Your heart is racing and the sounds of your brain are making sleep impossible. The stress has made your stomach churn and the acid has made you nauseous. The clock reads 2 a.m., then 4 a.m., and finally your alarm goes off. You wake feeling hung over, yet you haven't had a drink.
Your eyes are barely open and you immediately check your email. The tasks for the day are endless, and your goals seem insurmountable. You haven't spoken to your friends in weeks, and you know you are forgetting someone's birthday but your brain is too full to remember. You work day and night, and rarely see the sunlight. And although you make a great salary and have a high-powered position, your life is full of tasks, goals and responsibilities. You can't remember the last time you laughed, relaxed or even smiled. You can't recall the last time you were happy, either. How much are you willing to sacrifice for "success"?
"Where has the time gone?" "There aren't enough hours in the day." These are statements that we struggle with daily. Yet we rarely make changes to our lives or our schedules to allow for life's pleasures. We are so caught up in achieving that we forget to savor, breathe and recognize the present moment. We constantly live in the future, and suffer as a result.

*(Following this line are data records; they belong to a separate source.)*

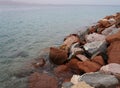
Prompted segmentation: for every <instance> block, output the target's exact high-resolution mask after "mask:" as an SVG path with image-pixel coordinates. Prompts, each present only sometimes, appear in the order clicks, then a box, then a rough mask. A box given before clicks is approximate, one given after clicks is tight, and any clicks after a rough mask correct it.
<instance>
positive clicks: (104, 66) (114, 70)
mask: <svg viewBox="0 0 120 88" xmlns="http://www.w3.org/2000/svg"><path fill="white" fill-rule="evenodd" d="M100 71H102V72H104V73H108V74H113V75H116V76H117V77H119V79H120V64H117V63H110V64H108V65H105V66H103V67H101V69H100Z"/></svg>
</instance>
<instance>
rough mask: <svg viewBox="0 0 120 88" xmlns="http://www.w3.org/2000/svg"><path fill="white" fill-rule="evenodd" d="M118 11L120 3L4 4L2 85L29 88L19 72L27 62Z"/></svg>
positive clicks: (2, 40) (0, 82) (0, 33)
mask: <svg viewBox="0 0 120 88" xmlns="http://www.w3.org/2000/svg"><path fill="white" fill-rule="evenodd" d="M116 12H120V6H39V7H29V6H23V7H21V6H0V88H26V86H27V84H26V82H27V78H26V77H22V78H18V77H16V74H18V73H19V72H20V71H21V70H20V69H21V67H22V66H23V65H24V64H25V63H26V62H27V61H29V60H30V59H33V58H35V57H38V56H39V55H40V51H41V50H42V49H44V48H46V47H50V46H58V45H60V44H61V43H62V40H63V38H64V37H65V36H66V35H68V34H70V33H74V32H75V33H76V32H77V31H79V30H82V27H84V26H88V25H91V24H93V23H95V22H96V21H98V20H99V19H101V18H103V17H104V16H106V15H111V14H114V13H116ZM42 53H43V52H42Z"/></svg>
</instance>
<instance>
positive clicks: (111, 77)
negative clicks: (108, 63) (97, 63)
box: [79, 72, 119, 88]
mask: <svg viewBox="0 0 120 88" xmlns="http://www.w3.org/2000/svg"><path fill="white" fill-rule="evenodd" d="M79 81H85V82H86V83H87V84H89V85H91V86H93V87H95V88H116V86H117V85H118V84H119V81H118V79H117V78H116V77H115V76H114V75H107V74H103V73H100V72H95V73H86V74H84V75H82V76H81V77H80V78H79Z"/></svg>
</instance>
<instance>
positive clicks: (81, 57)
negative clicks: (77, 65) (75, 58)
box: [76, 54, 89, 61]
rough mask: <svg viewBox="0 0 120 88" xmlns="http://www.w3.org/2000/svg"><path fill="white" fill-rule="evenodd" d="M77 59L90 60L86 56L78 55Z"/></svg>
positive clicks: (81, 59)
mask: <svg viewBox="0 0 120 88" xmlns="http://www.w3.org/2000/svg"><path fill="white" fill-rule="evenodd" d="M76 57H77V58H78V59H79V60H81V61H86V60H89V59H88V58H87V57H86V56H85V55H82V54H77V55H76Z"/></svg>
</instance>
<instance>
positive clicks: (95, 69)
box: [77, 60, 101, 72]
mask: <svg viewBox="0 0 120 88" xmlns="http://www.w3.org/2000/svg"><path fill="white" fill-rule="evenodd" d="M77 65H78V67H79V69H80V70H81V71H83V72H96V71H98V70H99V69H100V68H101V65H99V64H98V63H95V62H92V61H89V60H87V61H84V62H80V61H79V62H78V63H77Z"/></svg>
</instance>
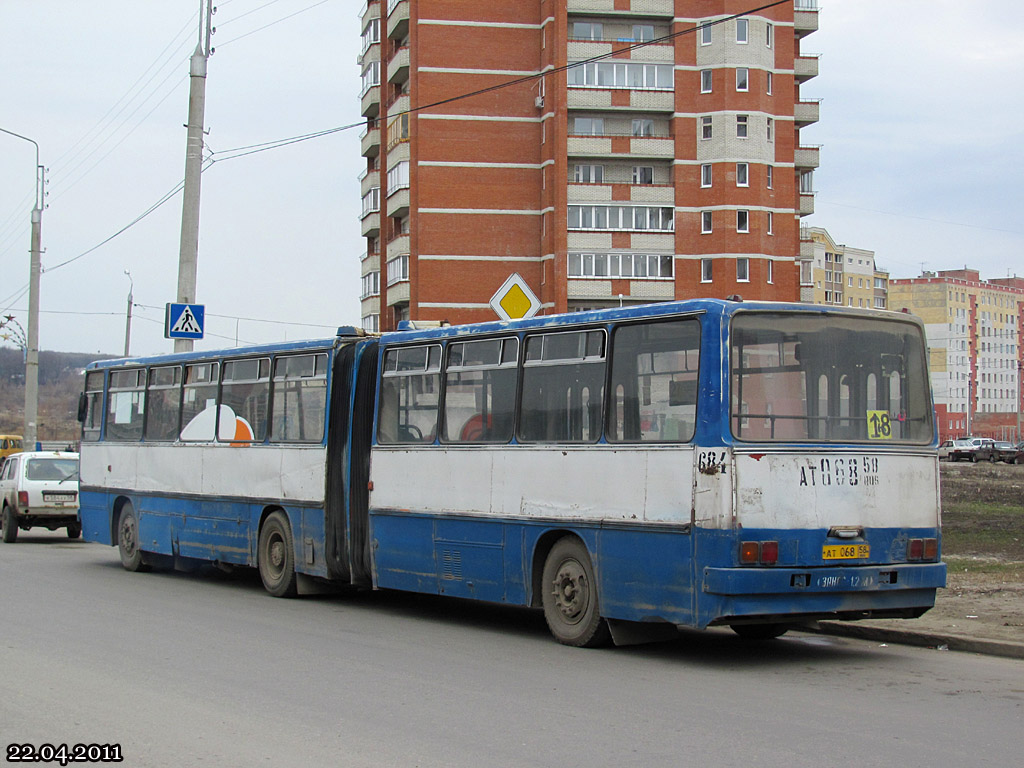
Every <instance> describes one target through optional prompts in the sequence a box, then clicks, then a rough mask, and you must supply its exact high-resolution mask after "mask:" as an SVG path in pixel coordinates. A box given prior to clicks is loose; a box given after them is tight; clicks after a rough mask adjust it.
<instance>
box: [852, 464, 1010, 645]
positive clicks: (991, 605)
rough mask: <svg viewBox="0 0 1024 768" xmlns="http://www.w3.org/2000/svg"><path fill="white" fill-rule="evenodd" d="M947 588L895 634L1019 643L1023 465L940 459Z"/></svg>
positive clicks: (876, 622)
mask: <svg viewBox="0 0 1024 768" xmlns="http://www.w3.org/2000/svg"><path fill="white" fill-rule="evenodd" d="M940 477H941V493H942V528H943V531H942V550H943V551H942V559H943V560H944V561H945V562H946V564H947V566H948V578H947V583H946V589H944V590H940V591H939V593H938V596H937V597H936V601H935V607H934V608H933V609H932V610H930V611H929V612H928V613H926V614H925V615H924V616H922V617H920V618H914V620H909V621H905V620H888V621H879V622H872V624H878V625H879V626H886V627H892V628H894V629H903V630H913V631H921V632H928V633H936V634H947V635H963V636H968V637H977V638H982V639H986V640H1010V641H1016V642H1021V643H1024V465H1018V466H1015V465H1010V464H1004V463H997V464H989V463H987V462H983V463H980V464H969V463H955V464H950V463H948V462H942V463H941V466H940Z"/></svg>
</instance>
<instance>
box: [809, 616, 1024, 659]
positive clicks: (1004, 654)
mask: <svg viewBox="0 0 1024 768" xmlns="http://www.w3.org/2000/svg"><path fill="white" fill-rule="evenodd" d="M800 629H802V630H803V631H806V632H813V633H816V634H819V635H838V636H840V637H854V638H860V639H863V640H879V641H881V642H887V643H898V644H901V645H916V646H920V647H925V648H941V649H944V650H961V651H967V652H969V653H985V654H987V655H990V656H1006V657H1008V658H1024V643H1017V642H1013V641H1009V640H984V639H982V638H977V637H967V636H965V635H946V634H937V633H931V632H915V631H910V630H894V629H890V628H888V627H872V626H870V625H864V624H846V623H843V622H816V623H815V624H811V625H807V626H806V627H802V628H800Z"/></svg>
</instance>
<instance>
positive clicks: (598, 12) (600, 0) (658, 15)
mask: <svg viewBox="0 0 1024 768" xmlns="http://www.w3.org/2000/svg"><path fill="white" fill-rule="evenodd" d="M617 5H618V3H616V2H615V0H568V12H569V13H600V14H610V13H624V12H625V13H643V14H644V15H645V16H667V17H669V18H672V17H673V16H675V14H676V3H675V1H674V0H629V6H630V7H629V9H617V8H616V6H617Z"/></svg>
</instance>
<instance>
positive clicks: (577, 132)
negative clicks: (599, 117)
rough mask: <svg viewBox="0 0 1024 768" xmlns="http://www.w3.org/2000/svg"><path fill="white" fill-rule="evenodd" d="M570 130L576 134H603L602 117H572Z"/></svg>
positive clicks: (593, 134) (598, 134)
mask: <svg viewBox="0 0 1024 768" xmlns="http://www.w3.org/2000/svg"><path fill="white" fill-rule="evenodd" d="M572 132H573V133H574V134H575V135H578V136H603V135H604V118H572Z"/></svg>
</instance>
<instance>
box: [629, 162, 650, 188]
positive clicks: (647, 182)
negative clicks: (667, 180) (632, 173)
mask: <svg viewBox="0 0 1024 768" xmlns="http://www.w3.org/2000/svg"><path fill="white" fill-rule="evenodd" d="M633 183H634V184H653V183H654V168H653V166H649V165H635V166H633Z"/></svg>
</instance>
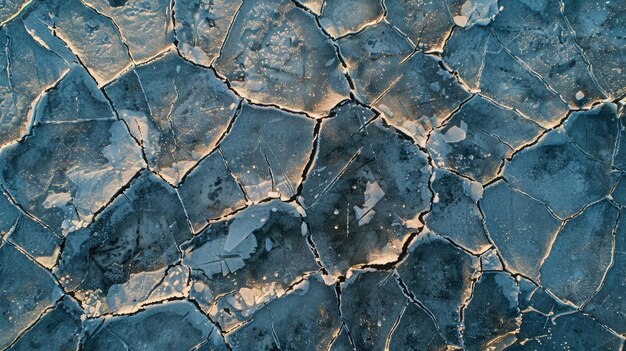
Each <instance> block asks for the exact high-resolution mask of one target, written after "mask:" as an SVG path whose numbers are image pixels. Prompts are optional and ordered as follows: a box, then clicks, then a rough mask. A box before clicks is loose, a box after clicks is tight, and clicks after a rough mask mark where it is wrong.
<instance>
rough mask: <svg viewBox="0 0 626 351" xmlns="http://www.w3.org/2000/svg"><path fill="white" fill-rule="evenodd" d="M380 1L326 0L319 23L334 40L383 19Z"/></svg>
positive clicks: (322, 10) (371, 0)
mask: <svg viewBox="0 0 626 351" xmlns="http://www.w3.org/2000/svg"><path fill="white" fill-rule="evenodd" d="M383 12H384V9H383V4H382V3H381V0H326V1H324V7H323V8H322V14H321V16H320V23H321V25H322V27H323V28H324V30H326V31H327V32H328V33H329V34H330V35H331V36H333V37H334V38H337V37H342V36H344V35H346V34H349V33H354V32H358V31H359V30H361V29H363V28H365V27H367V26H368V25H370V24H372V23H375V22H377V21H379V20H380V19H381V18H382V17H383V14H384V13H383Z"/></svg>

I own a holistic health practice and I help people to find balance in their health and in their personal lives. I pride myself on living according to my teachings. But last week I lost my footing and I, too, fell prey to the "American model of success." I decided to launch several new exciting ventures for 2013 and the steps that needed to be taken seemed overwhelming. In this case, I felt that I needed to have all of the steps figured out immediately, and I couldn't sleep or stop until I did. I was emailing at all hours, and I was constantly anxious. My sleep suffered, I wasn't returning phone calls, I canceled many plans and I missed my favorite yoga class.

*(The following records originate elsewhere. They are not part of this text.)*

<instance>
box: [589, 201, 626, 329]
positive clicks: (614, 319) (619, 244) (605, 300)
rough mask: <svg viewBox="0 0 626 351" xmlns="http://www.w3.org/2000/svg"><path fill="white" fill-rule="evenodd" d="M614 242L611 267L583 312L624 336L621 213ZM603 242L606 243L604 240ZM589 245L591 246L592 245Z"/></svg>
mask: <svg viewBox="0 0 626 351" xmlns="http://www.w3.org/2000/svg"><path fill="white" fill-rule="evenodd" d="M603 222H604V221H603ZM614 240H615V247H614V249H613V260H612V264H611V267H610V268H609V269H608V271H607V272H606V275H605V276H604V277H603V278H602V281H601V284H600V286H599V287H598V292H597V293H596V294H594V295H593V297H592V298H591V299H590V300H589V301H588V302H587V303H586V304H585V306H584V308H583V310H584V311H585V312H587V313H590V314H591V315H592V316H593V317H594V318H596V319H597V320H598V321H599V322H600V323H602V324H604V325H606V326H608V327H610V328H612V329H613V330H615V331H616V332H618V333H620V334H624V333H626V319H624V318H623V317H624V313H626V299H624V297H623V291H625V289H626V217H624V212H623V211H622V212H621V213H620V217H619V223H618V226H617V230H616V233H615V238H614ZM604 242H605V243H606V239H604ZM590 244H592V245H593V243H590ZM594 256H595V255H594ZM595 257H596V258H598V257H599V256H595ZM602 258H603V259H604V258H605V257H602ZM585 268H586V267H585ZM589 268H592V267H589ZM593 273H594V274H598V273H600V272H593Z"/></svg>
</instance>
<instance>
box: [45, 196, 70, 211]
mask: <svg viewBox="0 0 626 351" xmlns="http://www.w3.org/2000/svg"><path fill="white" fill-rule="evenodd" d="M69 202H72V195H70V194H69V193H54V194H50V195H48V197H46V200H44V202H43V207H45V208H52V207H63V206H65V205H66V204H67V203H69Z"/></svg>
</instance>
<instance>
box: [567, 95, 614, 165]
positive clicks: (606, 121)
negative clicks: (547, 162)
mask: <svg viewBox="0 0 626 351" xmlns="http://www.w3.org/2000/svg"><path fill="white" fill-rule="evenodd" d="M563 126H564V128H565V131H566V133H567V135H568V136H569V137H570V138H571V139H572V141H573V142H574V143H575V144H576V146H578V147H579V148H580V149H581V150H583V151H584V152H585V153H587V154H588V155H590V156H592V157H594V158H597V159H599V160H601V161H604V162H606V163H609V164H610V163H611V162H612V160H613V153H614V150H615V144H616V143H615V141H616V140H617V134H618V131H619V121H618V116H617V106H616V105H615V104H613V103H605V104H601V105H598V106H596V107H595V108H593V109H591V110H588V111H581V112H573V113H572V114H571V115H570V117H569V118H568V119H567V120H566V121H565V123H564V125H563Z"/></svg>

The final straw came when I realized these projects were supposed to be exciting. After all, they were a part of my dream and my vision board. But stress was a pin, deflating the fun right out of my happy helium balloon.
How do you define success? Is it a particular job or position? Is it a certain style of living? Is it a relationship? Is it monetary? For many Americans, success means, "overworked, sad and frustrated." It means an unhealthy lifestyle, a cynical attitude and an unattainable goal. It comes with a price; as we are working at warp speed to live up to a certain potential, life is passing us by.
Why do we allow this? We might believe that we should have achieved a particular goal by an exact time period, or maybe we are comparing ourselves to others. Or perhaps we don't trust the process and we are rushing life to attain a goal. We live every day on a hamster wheel and we have no idea how to get off.
But we can change our lives. First, by asking what success truly means. What would really make you happy? Maybe right now it is a hug or a belly laugh. Maybe it is a good night's sleep. Maybe it is a simple pleasure -- one without sacrifice. Maybe it is about really seeing and experiencing every hour of the day and spending a few minutes in the sunshine. Maybe it isn't about huge goals, but about small steps that allow you to feel present.
So where do you start? Start by making time to breathe. Redefine balance for yourself. Chew your food and take better care of your body. Cherish the time you have with loved ones. Choose to dance, sing or be still. Rediscover your smile. Use your creativity and listen to your voice. Enjoy a hobby. Treat your body and your soul like sacred property and treasure every moment you have. Live life a little slower and learn to feel again.